Stepping into an unknown world (Credit: Surya Sen / CSE)Migrant Forum, a part of Coordination of Action Research on aids and Mobility (caram), Asia, an international organisation empowering migrants against aids is active in 21 'migration prone' villages in the Kalpakkam area of Tamil Nadu. Operating since 1998, the forum initially helped in migration related matters such as visa procurement, contacting job agents etc. In 2001, it took upon itself the responsibility of sensitising the villagers about Acquired Immuno-Deficiency Syndrome (aids). This followed global trends indicating that migrants were likely victims of Human Immuno-Deficiency Virus (hiv)/aids, given the shift in sociocultural and geographical loci.

There are two kinds of migrants from India -- unskilled and skilled. The villagers of Kalpakkam belong to the former category. The migrants include men and women ranging from ages 20-35 heading for the Middle East and south eastern nations such as Singapore and Malaysia to work as domestic helps, masons, sweepers, tailors etc. Most of them are away on three-year contracts, during which time they might have other sexual partners. The chances are equally high for the spouses left behind in India.

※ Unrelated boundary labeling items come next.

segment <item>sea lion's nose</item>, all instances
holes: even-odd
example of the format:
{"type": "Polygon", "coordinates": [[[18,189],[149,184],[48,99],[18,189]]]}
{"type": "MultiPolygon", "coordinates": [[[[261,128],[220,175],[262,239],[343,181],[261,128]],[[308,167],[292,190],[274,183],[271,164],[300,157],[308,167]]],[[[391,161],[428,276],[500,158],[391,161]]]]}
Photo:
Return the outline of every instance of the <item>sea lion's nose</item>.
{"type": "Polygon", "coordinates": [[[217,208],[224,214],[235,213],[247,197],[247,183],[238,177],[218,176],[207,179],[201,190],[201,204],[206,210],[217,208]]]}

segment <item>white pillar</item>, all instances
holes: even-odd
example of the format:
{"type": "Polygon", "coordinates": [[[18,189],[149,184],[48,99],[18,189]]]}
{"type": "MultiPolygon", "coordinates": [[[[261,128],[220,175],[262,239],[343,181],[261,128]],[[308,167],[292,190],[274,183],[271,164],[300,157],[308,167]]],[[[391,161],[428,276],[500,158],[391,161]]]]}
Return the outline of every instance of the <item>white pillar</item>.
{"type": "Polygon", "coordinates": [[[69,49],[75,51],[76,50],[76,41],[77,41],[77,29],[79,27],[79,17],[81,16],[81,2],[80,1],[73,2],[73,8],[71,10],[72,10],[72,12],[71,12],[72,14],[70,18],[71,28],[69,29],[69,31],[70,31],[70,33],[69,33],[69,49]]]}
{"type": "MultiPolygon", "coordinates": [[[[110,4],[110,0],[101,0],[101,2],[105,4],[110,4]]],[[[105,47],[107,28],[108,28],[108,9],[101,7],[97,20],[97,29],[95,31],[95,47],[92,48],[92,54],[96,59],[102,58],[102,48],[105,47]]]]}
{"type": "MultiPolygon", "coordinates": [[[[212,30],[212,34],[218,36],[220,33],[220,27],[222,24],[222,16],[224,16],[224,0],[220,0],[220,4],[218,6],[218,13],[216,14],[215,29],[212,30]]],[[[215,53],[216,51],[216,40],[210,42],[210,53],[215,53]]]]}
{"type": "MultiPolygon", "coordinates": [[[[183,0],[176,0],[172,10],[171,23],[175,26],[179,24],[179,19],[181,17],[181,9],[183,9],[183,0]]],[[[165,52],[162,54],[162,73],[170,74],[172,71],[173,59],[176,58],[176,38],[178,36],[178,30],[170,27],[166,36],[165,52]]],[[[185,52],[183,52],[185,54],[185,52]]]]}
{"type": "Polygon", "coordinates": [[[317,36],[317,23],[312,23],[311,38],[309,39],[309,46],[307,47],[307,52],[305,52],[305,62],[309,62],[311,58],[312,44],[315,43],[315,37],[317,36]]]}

In the circumstances, the risk of contracting hiv/aids is high, thereby making counselling imperative.

In the absence of an aids awareness programme by Indian authorities, the forum included hiv/aids education in its programme. Right now its work plan involves close engagement with would-be migrants, their spouses and those who have returned from their sojourn. Field workers live with the community for a while, engaging in discussions about the disease, the how and the why and the preventives to be aware of. Information on condoms and safe sex is given out. Since 2001, nearly 3,000 people have been sensitised by the forum.

According to Bernard D'Sami, director, Migrant Forum, the Indian authorities ignore even basic general health remedies. Indeed, a sorry state of affairs, given that these migrant workers earn handsome remittances -- as much as us $12.13 billion as per the forum's 2002 report.